I am doing statistical analysis for a dataset using GLM in R. Basically the predictor variables are: "Probe"(types of probes used in the experiment - Factor with 4 levels), "Extraction"(types of extraction used in the experiment - Factor with 2 levels), "Tank"(the tank number that the sample is collected from - integers from 1 to 9), and "Dilution"(the dilution of each sample - numbers: 3.125, 6.25, 12.5, 25, 50, 100). The response is the number of positive responses ("Positive") obtained from a number of repetition of the experiment ("Rep").
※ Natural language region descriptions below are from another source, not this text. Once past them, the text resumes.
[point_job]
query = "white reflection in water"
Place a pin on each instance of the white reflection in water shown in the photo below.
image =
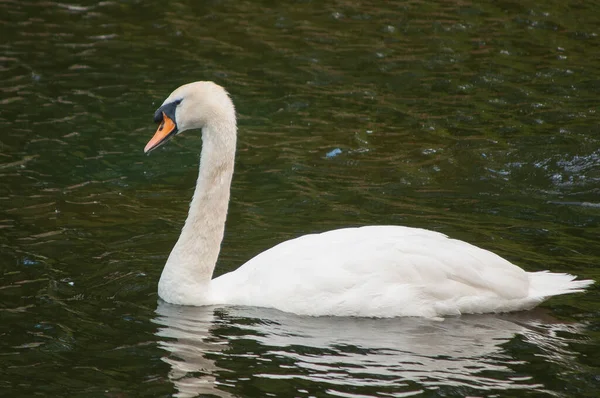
(405, 354)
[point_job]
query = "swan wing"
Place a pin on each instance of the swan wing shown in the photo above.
(376, 271)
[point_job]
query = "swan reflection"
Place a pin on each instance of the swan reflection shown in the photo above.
(208, 348)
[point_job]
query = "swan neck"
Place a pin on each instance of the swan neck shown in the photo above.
(189, 268)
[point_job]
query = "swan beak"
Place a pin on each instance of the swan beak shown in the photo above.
(166, 130)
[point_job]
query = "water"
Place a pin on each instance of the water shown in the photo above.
(479, 121)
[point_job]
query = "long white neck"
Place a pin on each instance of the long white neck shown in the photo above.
(188, 271)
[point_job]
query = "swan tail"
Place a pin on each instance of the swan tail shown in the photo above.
(544, 284)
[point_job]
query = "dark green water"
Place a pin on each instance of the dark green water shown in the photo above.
(479, 120)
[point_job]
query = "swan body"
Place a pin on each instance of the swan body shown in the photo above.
(373, 271)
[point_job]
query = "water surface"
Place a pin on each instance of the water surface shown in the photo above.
(476, 120)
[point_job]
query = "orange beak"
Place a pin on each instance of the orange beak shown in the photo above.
(166, 129)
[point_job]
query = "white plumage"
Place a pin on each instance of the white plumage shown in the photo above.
(374, 271)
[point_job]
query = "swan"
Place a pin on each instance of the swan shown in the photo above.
(370, 271)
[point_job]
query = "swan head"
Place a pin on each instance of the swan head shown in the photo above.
(191, 106)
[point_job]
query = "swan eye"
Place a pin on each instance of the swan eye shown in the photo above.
(168, 109)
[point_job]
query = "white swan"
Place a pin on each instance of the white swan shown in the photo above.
(374, 271)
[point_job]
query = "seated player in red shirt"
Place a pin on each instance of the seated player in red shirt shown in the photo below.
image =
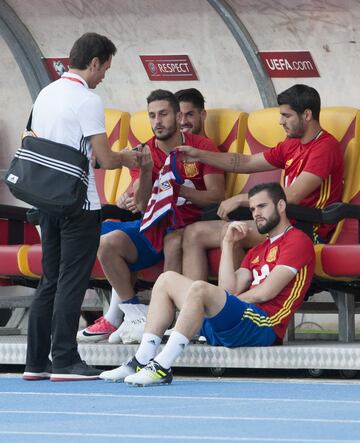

I want to assess the effects of all predictor variables (and their interactions) on the number of positive responses, so I tried to fit a GLM model like this:
y<-cbind(mydata$Positive,mydata$Rep - mydata$Positive)
model1<-glm(y~Probe*Extraction*Dilution*Tank, family=quasibinomial, data=mydata)
But I was later advised by my supervisor that the "Tank" predictor variable should not be treated as a level-based variable. i.e. it has values of 1 to 9, but it's just the tank label so the difference between 1 and, say, 7 is not important. Treating this variable as factor would only make a large model with bad results. So how to treat the "Tank" variable as a random factor and include it in the GLM?
Thanks
It is called a "mixed effect model". Check out the lme4 package.
library(lme4)
glmer(y~Probe + Extraction + Dilution + (1|Tank), family=binomial, data=mydata)
Also, you should probably use + instead of * to add factors. * includes all interactions and levels of each factor, which would lead to a huge overfitting model. Unless you have a specific reason to believe that there is interaction, in which case you should code that interaction explicitly.